Since weather is my personal hobby-horse, would just like to note this:
"The Trump administration is planning to undo most of the cuts to the National Weather Service put in place earlier this year by the Department of Government Efficiency.
The National Oceanic and Atmospheric Administration has received permission to fill 450 positions at the National Weather Service, roles that will include meteorologists, hydrologists and radar technicians...."
So federal funds were wasted forcing key personnel out and more funds will be needed to to rehire them or train new people, fixing the blunder that was only recognized when Americans died needlessly due to weather events that could have been warned of by a fully functional agency.

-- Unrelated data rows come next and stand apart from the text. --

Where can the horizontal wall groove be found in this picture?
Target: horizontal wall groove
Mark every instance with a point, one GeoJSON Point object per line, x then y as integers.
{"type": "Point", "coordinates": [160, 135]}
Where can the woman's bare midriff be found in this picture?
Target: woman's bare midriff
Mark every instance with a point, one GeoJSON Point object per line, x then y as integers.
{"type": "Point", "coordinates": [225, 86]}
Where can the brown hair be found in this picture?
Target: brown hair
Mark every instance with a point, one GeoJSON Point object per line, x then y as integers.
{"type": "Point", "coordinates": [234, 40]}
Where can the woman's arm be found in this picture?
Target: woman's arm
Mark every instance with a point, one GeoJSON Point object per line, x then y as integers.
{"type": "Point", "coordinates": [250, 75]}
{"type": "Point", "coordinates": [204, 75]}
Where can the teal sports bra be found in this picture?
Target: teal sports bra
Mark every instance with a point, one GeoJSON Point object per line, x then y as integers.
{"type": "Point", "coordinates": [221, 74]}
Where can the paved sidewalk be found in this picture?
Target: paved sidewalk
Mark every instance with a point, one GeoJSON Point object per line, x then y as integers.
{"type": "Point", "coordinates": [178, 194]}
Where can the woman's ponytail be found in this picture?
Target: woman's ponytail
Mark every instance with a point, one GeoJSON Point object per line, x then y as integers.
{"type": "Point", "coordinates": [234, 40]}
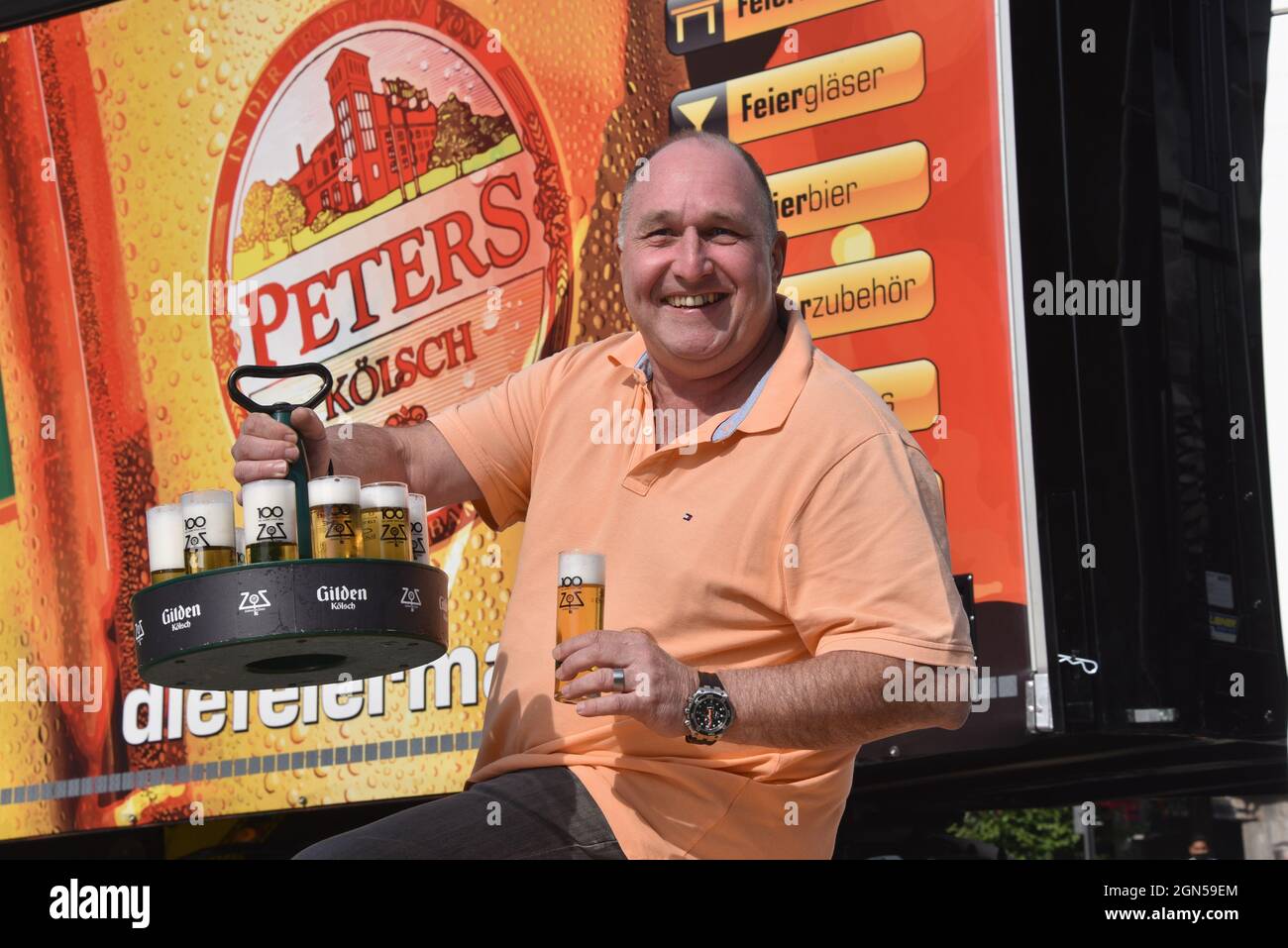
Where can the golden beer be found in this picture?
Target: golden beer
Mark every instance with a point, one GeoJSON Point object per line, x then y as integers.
{"type": "Point", "coordinates": [385, 532]}
{"type": "Point", "coordinates": [419, 535]}
{"type": "Point", "coordinates": [580, 604]}
{"type": "Point", "coordinates": [335, 513]}
{"type": "Point", "coordinates": [165, 543]}
{"type": "Point", "coordinates": [270, 526]}
{"type": "Point", "coordinates": [210, 537]}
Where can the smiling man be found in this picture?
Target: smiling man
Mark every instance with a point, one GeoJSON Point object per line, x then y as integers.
{"type": "Point", "coordinates": [769, 567]}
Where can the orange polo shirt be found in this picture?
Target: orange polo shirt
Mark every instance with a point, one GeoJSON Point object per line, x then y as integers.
{"type": "Point", "coordinates": [806, 520]}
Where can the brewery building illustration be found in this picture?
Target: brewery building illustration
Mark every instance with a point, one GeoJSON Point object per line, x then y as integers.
{"type": "Point", "coordinates": [387, 140]}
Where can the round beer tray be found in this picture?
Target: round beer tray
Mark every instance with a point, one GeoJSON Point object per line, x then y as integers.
{"type": "Point", "coordinates": [290, 622]}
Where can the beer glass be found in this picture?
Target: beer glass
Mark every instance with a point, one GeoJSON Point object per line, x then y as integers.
{"type": "Point", "coordinates": [581, 604]}
{"type": "Point", "coordinates": [210, 539]}
{"type": "Point", "coordinates": [419, 537]}
{"type": "Point", "coordinates": [384, 520]}
{"type": "Point", "coordinates": [335, 511]}
{"type": "Point", "coordinates": [165, 543]}
{"type": "Point", "coordinates": [269, 513]}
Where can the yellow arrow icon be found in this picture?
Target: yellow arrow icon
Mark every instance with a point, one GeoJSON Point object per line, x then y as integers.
{"type": "Point", "coordinates": [697, 111]}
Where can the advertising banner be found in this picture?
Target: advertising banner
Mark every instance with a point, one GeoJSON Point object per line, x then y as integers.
{"type": "Point", "coordinates": [421, 194]}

Good job Project 2025. Add those deaths to the overseas butcher's bill of dead children that went unfed with the destruction of USAID, which led to emergency food supplies already paid for being burned rather than distributed, and the potential deaths yet to come from the demise of the mRNA vaccine research process and halting of cancer research. I am sure it's all worth it for those billionaire tax cuts.
Pappenheimer
addendum - in my job I spoke to a customer who'd had the notion implanted that defunding USAID would allow a refund check for $ thousands to be send out to every American. I advised he check on the USAID budget, look up the US population, and do some math, because in the unlikely circumstance that the $ wouldn't get vacuumed up by Musk et al, he wasn't getting that kind of cash. Not that he would do that; that'd be too much like work*.
*using 2024 data he'd be getting about $100, less admin fees.
Pappenheimer
But an exceptionally crazy one, even by CEO standards.
Pappenheimer:
So federal funds were wasted forcing key personnel out and more funds will be needed to to rehire them or train new people, fixing the blunder that was only recognized when Americans died needlessly due to weather events that could have been warned of by a fully functional agency.

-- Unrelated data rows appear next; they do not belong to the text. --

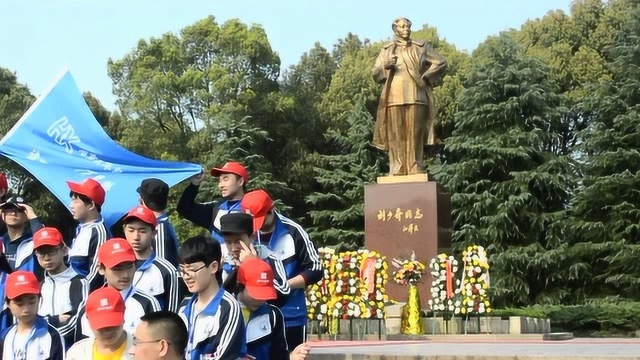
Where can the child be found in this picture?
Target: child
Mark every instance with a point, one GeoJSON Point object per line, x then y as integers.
{"type": "Point", "coordinates": [21, 222]}
{"type": "Point", "coordinates": [116, 262]}
{"type": "Point", "coordinates": [87, 199]}
{"type": "Point", "coordinates": [265, 334]}
{"type": "Point", "coordinates": [233, 178]}
{"type": "Point", "coordinates": [154, 195]}
{"type": "Point", "coordinates": [63, 289]}
{"type": "Point", "coordinates": [212, 315]}
{"type": "Point", "coordinates": [155, 275]}
{"type": "Point", "coordinates": [105, 313]}
{"type": "Point", "coordinates": [31, 337]}
{"type": "Point", "coordinates": [301, 261]}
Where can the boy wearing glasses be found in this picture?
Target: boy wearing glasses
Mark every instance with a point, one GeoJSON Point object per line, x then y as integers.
{"type": "Point", "coordinates": [212, 315]}
{"type": "Point", "coordinates": [116, 262]}
{"type": "Point", "coordinates": [63, 289]}
{"type": "Point", "coordinates": [106, 316]}
{"type": "Point", "coordinates": [154, 275]}
{"type": "Point", "coordinates": [21, 221]}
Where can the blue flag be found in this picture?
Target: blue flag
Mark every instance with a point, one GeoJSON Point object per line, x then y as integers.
{"type": "Point", "coordinates": [59, 139]}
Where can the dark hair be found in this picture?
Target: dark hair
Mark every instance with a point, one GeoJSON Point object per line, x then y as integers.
{"type": "Point", "coordinates": [170, 327]}
{"type": "Point", "coordinates": [201, 248]}
{"type": "Point", "coordinates": [154, 205]}
{"type": "Point", "coordinates": [244, 183]}
{"type": "Point", "coordinates": [4, 265]}
{"type": "Point", "coordinates": [85, 199]}
{"type": "Point", "coordinates": [135, 219]}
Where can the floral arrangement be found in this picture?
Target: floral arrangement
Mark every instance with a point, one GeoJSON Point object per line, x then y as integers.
{"type": "Point", "coordinates": [375, 295]}
{"type": "Point", "coordinates": [319, 294]}
{"type": "Point", "coordinates": [348, 300]}
{"type": "Point", "coordinates": [445, 286]}
{"type": "Point", "coordinates": [408, 271]}
{"type": "Point", "coordinates": [353, 286]}
{"type": "Point", "coordinates": [475, 281]}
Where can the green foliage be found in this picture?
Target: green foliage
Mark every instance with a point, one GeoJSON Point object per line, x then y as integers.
{"type": "Point", "coordinates": [338, 208]}
{"type": "Point", "coordinates": [595, 318]}
{"type": "Point", "coordinates": [509, 186]}
{"type": "Point", "coordinates": [537, 142]}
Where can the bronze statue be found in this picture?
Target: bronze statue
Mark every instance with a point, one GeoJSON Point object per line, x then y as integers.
{"type": "Point", "coordinates": [405, 120]}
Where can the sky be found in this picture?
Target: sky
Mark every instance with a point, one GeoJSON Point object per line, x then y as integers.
{"type": "Point", "coordinates": [41, 38]}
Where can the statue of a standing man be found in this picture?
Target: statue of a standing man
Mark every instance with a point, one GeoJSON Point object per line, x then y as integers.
{"type": "Point", "coordinates": [405, 120]}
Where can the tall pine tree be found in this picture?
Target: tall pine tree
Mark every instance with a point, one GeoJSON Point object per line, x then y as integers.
{"type": "Point", "coordinates": [508, 186]}
{"type": "Point", "coordinates": [338, 209]}
{"type": "Point", "coordinates": [606, 232]}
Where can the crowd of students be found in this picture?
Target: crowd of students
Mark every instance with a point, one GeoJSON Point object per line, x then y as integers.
{"type": "Point", "coordinates": [134, 291]}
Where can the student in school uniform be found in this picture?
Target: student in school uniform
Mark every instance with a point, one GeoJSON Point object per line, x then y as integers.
{"type": "Point", "coordinates": [299, 256]}
{"type": "Point", "coordinates": [63, 289]}
{"type": "Point", "coordinates": [87, 198]}
{"type": "Point", "coordinates": [116, 262]}
{"type": "Point", "coordinates": [31, 337]}
{"type": "Point", "coordinates": [106, 316]}
{"type": "Point", "coordinates": [237, 230]}
{"type": "Point", "coordinates": [265, 336]}
{"type": "Point", "coordinates": [6, 319]}
{"type": "Point", "coordinates": [212, 315]}
{"type": "Point", "coordinates": [21, 221]}
{"type": "Point", "coordinates": [154, 275]}
{"type": "Point", "coordinates": [154, 195]}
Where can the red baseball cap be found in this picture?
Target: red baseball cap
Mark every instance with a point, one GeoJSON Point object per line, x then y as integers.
{"type": "Point", "coordinates": [4, 184]}
{"type": "Point", "coordinates": [47, 236]}
{"type": "Point", "coordinates": [90, 188]}
{"type": "Point", "coordinates": [21, 283]}
{"type": "Point", "coordinates": [231, 167]}
{"type": "Point", "coordinates": [114, 252]}
{"type": "Point", "coordinates": [105, 308]}
{"type": "Point", "coordinates": [257, 277]}
{"type": "Point", "coordinates": [257, 203]}
{"type": "Point", "coordinates": [143, 214]}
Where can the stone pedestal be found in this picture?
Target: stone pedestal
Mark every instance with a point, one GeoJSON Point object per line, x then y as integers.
{"type": "Point", "coordinates": [404, 214]}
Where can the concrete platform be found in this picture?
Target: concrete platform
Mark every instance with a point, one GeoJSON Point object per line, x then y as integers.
{"type": "Point", "coordinates": [479, 349]}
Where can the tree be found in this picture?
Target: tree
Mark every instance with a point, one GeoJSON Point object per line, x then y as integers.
{"type": "Point", "coordinates": [606, 208]}
{"type": "Point", "coordinates": [338, 208]}
{"type": "Point", "coordinates": [509, 187]}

Good job Project 2025. Add those deaths to the overseas butcher's bill of dead children that went unfed with the destruction of USAID, which led to emergency food supplies already paid for being burned rather than distributed, and the potential deaths yet to come from the demise of the mRNA vaccine research process and halting of cancer research. I am sure it's all worth it for those billionaire tax cuts.
Having just re-read 1984, I would argue that wasting money is a feature, not a bug. Fascist authoritarians have to keep the population working (i.e., not idle) and at the same time keep the standard of living low. That means getting rid of a lot of excess production without providing excess value to the general public.
In Orwell's book, endless war accomplished this in two ways, first by direct destruction which required continual rebuilding, but second by channeling the economy into wartime production of weapons instead of consumer goods and services.
Once one sees that, the waste delivered by DOGE seems less like incompetence and more like their evil plan all along.
https://www.electoral-vote.com/evp2025/Items/Aug10-1.html
M.L. in Athens, OH, writes: Donald Trump's action on the economy, and so many other aspects of his job, reminds me of the Star Trek: The Next Generation episode "Allegiance." In that episode, Captain Picard is kidnapped by an alien race and replaced with a doppelganger who is running an experiment to understand human command structures. The imposter implements a series of increasingly bizarre actions to test the limits of the Enterprise crew's allegiance to its captain. The experiment culminates in the alien ordering the ship into a neutron star and the command crew mutinying. In the case of Trump's increasingly bizarre actions, the command crew (cabinet, House, Senate, SCOTUS) are saying 'Fu** yeah! Let's burn this mother down!'
I know that art is supposed to imitate life, but Jesus. Idocracy wasn't meant to be a documentary.
Couldn't have put it better myself.
Oh, wow, Athens OH. I wasted some of my youth there; a weird blue dot in the red sea of Southern Ohio.
Pappenheimer
Re: malevolent intent in Project 2025, this does not rule out incompetence. The whole paper is a (wanking motion) of the aforementioned Endarkenment, and is being applied haphazardly and at cross purposes. Remember the SD members shouting "Heil Hitler!" as they were lined up and gunned down by the SS.
Pappenheimer
Bertrand Russell talked about this in "In Praise of Idleness". As productivity increases, why not give workers more free time?
Larry, what you are ignoring is the virtue signaling involved. They are making a show of how prudent they are with taxpayers money and in the process they have to ignore the value of what that that money was being spent on.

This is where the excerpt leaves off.